Last night was one of those extra-brutal losses because we played extras, with which we have had absolutely no luck this year. It was awful. All that baseball played for naught, basically, because the whole thing was decided by one walkoff run.
Lester pitched well, but his outing was abbreviated thanks to back spasms. He gave up one unearned run on eight hits while walking one and striking out one over five innings. In the second, Lester gave up a single that turned into a double thanks to a throwing error by Ciriaco. A steal and another single later, the Yanks had scored their first run of the night.
At the time, we were still in the lead. We had scored two runs in the first. Ellsbury hit the second pitch of the game for a single and scored on a double by Pedroia, who was playing with a finger fracture and scored on a sac fly by Ross. So when Lester left, the score was 2-1 in our favor. Hill pitched the sixth, Tazawa pitched the seventh, and Breslow pitched the eighth. Loney hit the fourth pitch of the ninth inning for a solo shot; it would be the last run we’d score. It was a ninety-one mile-per-hour four-seam fastball, and he launched it all the way out to right field.
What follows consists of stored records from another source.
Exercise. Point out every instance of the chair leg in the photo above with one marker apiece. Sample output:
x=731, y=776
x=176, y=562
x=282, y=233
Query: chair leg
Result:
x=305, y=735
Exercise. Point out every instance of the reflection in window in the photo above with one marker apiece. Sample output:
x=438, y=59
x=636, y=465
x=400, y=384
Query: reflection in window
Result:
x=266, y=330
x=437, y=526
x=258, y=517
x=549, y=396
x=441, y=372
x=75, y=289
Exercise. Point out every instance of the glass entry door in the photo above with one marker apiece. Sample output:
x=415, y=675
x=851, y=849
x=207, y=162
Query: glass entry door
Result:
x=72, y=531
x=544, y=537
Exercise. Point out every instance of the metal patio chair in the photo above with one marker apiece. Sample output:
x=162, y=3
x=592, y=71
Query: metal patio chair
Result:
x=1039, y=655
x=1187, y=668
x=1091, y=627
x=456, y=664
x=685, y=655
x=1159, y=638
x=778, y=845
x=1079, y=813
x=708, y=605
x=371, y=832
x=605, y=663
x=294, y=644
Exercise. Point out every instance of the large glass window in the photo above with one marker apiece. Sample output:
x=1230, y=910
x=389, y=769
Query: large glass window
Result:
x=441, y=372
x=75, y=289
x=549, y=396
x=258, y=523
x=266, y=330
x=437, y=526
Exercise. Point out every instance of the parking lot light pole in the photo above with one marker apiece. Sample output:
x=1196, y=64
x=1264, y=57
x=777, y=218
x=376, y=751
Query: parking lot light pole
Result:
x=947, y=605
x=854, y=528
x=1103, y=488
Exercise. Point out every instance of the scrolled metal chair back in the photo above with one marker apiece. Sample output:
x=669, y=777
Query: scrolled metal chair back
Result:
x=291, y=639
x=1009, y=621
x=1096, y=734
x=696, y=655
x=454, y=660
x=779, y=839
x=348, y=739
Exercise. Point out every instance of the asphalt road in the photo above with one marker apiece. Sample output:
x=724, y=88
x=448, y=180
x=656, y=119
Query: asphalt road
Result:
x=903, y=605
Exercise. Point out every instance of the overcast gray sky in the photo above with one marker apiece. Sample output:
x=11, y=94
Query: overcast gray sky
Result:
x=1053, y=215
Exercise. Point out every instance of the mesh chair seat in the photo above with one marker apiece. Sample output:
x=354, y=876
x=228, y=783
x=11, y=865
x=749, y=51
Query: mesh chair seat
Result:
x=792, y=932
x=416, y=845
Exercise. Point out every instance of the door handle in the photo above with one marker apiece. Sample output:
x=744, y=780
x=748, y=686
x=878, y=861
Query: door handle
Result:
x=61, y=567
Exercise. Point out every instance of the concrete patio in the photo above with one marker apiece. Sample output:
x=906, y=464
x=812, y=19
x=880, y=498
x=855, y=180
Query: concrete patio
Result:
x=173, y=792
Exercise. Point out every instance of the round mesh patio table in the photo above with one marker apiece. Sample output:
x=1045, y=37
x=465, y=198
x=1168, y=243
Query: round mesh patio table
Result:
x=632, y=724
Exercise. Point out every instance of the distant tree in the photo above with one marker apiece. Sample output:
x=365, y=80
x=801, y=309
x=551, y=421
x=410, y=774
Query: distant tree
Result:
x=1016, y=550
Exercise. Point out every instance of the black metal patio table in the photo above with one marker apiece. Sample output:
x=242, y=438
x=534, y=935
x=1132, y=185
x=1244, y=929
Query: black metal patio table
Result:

Unfortunately our two-run lead was not to be. Bailey took over for the ninth and did the one thing a closer is not supposed to do: blow a save. He gave up a single followed by a home run to tie the game at three. He then induced a groundout for the first out of the inning before loading the bases with a double and two consecutive walks, one intentional and one unintentional; thankfully, Melancon took the ball from him and got out of the ninth with no further damage caused.
Melancon also pitched the tenth. Padilla pitched the eleventh. All that time, we didn’t score. We didn’t even threaten that much. It was Miller who took the ball for the twelfth. He got the first two outs but then issued two consecutive walks and then gave up the RBI single that ended the game with a final score of 4-3. When Ellsbury made that spectacular catch that only he could have made to turn a possible walkoff home run into an inning-out in the eleventh, I was convinced that it was still possible for us to win this thing.
And as a final dose of cruelty, with last night’s loss, we have officially clinched last place for the first time since 1992.